As soon as the path of Cyclone Yaas was predicted, the team at Gramener procured high resolution satellite imagery of densely populated areas that’d be impacted and ran the Sunny Lives AI model. In a few hours, they were able to create a risk score for every house in the area.
Gramener also assisted in sampling techniques and validated the accuracy of the model with actual ground truth information.
“Earlier, we used to deploy volunteers who manually conducted surveys. Now, all we need to do is procure high-resolution satellite imagery, run the model to determine an area’s vulnerability and get the risk score results within a day. This kind of capacity was unthinkable earlier,” says Garg.
Once the houses were identified, SEEDS along with its on-ground partners fanned out into the communities and distributed advisories to nearly 1,000 families in local languages like Telugu and Odia, which is spoken by the residents. Each advisory had detailed instructions on how they could secure their homes and where they would need to relocate to before the cyclone made landfall.
The model has opened a world of possibilities. SEEDS believes it can be deployed in many countries in Southeast Asia that share similar dwellings and communities that face the extreme levels of storm risk.
It can also be used to cope other weather challenges. For instance, SEEDS is looking at using the model to identify homes in densely populated urban areas that might be susceptible to heatwaves as temperatures hit new records every summer.
“During a heatwave, roofing becomes the most important parameter because maximum amount of the heat gained in the house happens through the roof. Houses with tin sheets often have poor ventilation and are the most vulnerable at this time,” explains Garg.
There are other projects being piloted too. For instance, they are looking if AI could be used to identify vulnerable houses in the Himalayan state of Uttarakhand, which is prone to earthquakes.

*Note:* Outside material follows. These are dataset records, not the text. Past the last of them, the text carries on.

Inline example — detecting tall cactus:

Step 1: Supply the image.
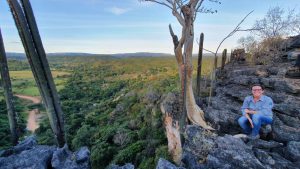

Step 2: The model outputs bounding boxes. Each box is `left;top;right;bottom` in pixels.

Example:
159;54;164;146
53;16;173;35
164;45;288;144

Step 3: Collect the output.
0;28;19;145
221;49;227;70
196;33;204;101
7;0;65;147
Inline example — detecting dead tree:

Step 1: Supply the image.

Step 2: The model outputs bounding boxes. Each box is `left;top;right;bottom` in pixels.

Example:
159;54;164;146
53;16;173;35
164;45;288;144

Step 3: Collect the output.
203;10;255;104
143;0;216;131
196;33;204;102
7;0;65;147
0;28;19;145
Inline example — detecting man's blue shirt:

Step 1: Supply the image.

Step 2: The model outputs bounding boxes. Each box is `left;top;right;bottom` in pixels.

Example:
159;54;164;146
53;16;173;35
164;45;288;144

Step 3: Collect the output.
241;95;274;118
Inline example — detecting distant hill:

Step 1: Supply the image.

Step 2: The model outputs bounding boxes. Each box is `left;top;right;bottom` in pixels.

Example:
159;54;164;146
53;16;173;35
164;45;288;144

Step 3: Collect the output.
6;52;26;60
110;52;173;58
6;52;218;60
47;52;96;57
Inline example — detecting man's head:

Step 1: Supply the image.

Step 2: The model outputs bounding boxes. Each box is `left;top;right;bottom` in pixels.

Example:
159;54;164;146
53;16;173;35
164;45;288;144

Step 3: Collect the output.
251;84;264;98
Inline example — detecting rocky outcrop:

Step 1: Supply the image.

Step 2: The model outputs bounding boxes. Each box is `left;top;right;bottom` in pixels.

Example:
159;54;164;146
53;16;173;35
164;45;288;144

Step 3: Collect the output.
0;136;90;169
156;59;300;168
51;145;90;169
204;62;300;140
206;135;265;169
183;125;216;163
181;126;299;169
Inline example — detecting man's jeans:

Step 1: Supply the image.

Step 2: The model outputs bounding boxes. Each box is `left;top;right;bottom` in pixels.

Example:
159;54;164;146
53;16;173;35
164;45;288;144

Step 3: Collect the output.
238;114;273;136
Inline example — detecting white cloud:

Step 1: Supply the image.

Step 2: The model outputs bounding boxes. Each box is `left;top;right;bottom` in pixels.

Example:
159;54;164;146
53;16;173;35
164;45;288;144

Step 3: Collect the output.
107;7;131;15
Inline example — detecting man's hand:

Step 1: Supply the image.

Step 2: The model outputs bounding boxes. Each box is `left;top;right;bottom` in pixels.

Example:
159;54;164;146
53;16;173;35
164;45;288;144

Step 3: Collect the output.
245;114;254;128
245;109;257;114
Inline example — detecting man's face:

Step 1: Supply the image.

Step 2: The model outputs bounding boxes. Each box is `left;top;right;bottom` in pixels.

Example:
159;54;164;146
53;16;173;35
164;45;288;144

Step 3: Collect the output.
252;86;264;98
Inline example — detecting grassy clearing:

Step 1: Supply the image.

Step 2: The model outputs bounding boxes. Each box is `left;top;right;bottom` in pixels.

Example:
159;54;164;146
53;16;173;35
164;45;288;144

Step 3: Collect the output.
8;70;70;97
9;70;70;79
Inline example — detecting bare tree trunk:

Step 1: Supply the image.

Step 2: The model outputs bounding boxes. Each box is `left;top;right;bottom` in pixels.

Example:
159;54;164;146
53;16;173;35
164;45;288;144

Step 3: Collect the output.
7;0;65;147
160;103;182;164
196;33;204;102
221;49;227;69
0;28;19;145
145;0;214;131
172;3;213;130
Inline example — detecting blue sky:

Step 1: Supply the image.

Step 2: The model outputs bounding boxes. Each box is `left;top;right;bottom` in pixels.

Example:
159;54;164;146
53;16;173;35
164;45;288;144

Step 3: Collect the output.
0;0;299;54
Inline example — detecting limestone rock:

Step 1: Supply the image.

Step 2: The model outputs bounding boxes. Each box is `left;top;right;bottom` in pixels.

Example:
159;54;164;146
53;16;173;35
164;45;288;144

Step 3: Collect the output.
206;135;265;169
183;125;216;163
51;145;90;169
109;163;135;169
247;139;283;150
0;145;55;169
286;141;300;162
156;158;185;169
0;136;90;169
272;116;300;142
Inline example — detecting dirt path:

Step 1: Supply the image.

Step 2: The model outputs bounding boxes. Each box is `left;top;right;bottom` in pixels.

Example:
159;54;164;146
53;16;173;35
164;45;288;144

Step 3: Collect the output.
15;94;41;104
15;94;42;133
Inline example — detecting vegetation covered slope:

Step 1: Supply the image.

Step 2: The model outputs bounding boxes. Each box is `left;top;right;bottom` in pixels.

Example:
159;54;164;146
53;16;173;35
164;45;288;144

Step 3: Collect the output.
1;56;216;168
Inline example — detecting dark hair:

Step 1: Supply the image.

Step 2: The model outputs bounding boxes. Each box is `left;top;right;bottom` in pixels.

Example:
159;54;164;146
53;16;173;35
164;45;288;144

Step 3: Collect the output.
251;84;264;90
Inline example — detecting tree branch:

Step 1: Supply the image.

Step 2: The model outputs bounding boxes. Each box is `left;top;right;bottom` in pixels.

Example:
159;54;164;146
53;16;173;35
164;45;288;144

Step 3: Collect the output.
214;10;254;56
144;0;173;10
172;1;185;26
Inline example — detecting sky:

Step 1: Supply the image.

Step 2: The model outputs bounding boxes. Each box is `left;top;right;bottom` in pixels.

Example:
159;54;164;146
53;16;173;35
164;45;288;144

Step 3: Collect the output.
0;0;299;54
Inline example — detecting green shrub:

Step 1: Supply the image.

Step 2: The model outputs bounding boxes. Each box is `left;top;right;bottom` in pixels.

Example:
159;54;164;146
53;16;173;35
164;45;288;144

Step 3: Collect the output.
113;140;146;165
91;142;117;169
72;125;96;149
155;145;172;163
138;157;155;169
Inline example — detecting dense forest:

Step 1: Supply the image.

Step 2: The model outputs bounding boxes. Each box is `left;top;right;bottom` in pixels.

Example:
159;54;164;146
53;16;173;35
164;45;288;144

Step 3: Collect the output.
0;56;215;168
0;94;26;149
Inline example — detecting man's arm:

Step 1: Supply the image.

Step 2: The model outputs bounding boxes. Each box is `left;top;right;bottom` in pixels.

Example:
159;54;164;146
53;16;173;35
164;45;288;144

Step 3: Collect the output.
241;97;249;116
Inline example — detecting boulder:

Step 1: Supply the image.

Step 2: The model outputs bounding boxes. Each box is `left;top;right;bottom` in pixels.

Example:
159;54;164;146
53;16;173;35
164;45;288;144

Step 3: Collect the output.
286;141;300;162
206;135;265;169
276;113;300;128
0;145;55;169
156;158;185;169
253;148;275;166
247;139;283;150
204;107;240;134
182;152;205;169
183;125;217;163
260;78;300;94
273;96;300;118
13;135;37;154
272;116;300;142
268;152;298;169
227;68;256;77
0;134;91;169
0;135;37;157
51;145;90;169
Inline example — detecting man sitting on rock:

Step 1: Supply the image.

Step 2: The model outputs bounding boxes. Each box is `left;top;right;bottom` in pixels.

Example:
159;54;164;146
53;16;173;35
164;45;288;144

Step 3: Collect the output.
238;84;273;139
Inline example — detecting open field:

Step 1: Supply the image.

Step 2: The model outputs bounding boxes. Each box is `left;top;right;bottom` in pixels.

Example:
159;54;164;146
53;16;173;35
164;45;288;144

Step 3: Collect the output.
2;55;225;97
8;70;70;96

“We brought our disaster expertise to the table, but Microsoft’s data science made it possible for us to develop the model from scratch,” says Ranganathan.

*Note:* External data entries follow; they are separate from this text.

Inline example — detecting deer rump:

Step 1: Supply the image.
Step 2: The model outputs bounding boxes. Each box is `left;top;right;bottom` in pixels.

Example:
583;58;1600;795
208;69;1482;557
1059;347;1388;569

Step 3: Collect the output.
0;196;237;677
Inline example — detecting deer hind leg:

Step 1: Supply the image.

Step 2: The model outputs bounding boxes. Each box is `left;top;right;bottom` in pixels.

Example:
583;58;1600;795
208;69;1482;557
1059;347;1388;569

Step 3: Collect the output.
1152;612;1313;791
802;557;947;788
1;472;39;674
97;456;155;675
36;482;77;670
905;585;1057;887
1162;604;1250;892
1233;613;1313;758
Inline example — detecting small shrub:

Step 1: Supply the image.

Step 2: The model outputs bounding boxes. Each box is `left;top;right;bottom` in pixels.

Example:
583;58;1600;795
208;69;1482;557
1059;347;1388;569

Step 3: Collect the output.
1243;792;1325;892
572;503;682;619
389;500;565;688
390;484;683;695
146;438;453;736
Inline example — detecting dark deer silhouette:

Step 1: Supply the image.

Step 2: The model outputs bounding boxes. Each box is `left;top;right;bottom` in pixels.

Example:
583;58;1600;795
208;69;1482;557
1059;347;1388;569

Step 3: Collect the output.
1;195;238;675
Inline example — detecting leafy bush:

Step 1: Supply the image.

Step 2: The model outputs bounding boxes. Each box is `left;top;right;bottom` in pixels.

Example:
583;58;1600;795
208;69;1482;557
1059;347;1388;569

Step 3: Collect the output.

“The Sunny Lives AI model that the SEEDS and Gramener teams have created is a leading-edge humanitarian solution that is already saving lives and helping to preserve the livelihoods of people most at risk of natural disasters,” says Kate Behncken, vice president and lead of Microsoft Philanthropies. “The ingenuity and collaboration between these teams is impressive, and I am encouraged by the promise that this solution holds to help better protect people for other severe weather scenarios, such as heat waves. This is exactly the kind of impact we’re looking to support and drive with NGO partners via the AI for Humanitarian Action program.”
Inspired by the results, SEEDS has started building its own technical capabilities after receiving the AI for Humanitarian Action grant from Microsoft.
“At the end of first year, we also started getting consultants to maintain and improve the accuracy of the model. Microsoft has given us access to the source code, so we may reach a stage soon where we will be able to run the model ourselves,” adds Ranganathan.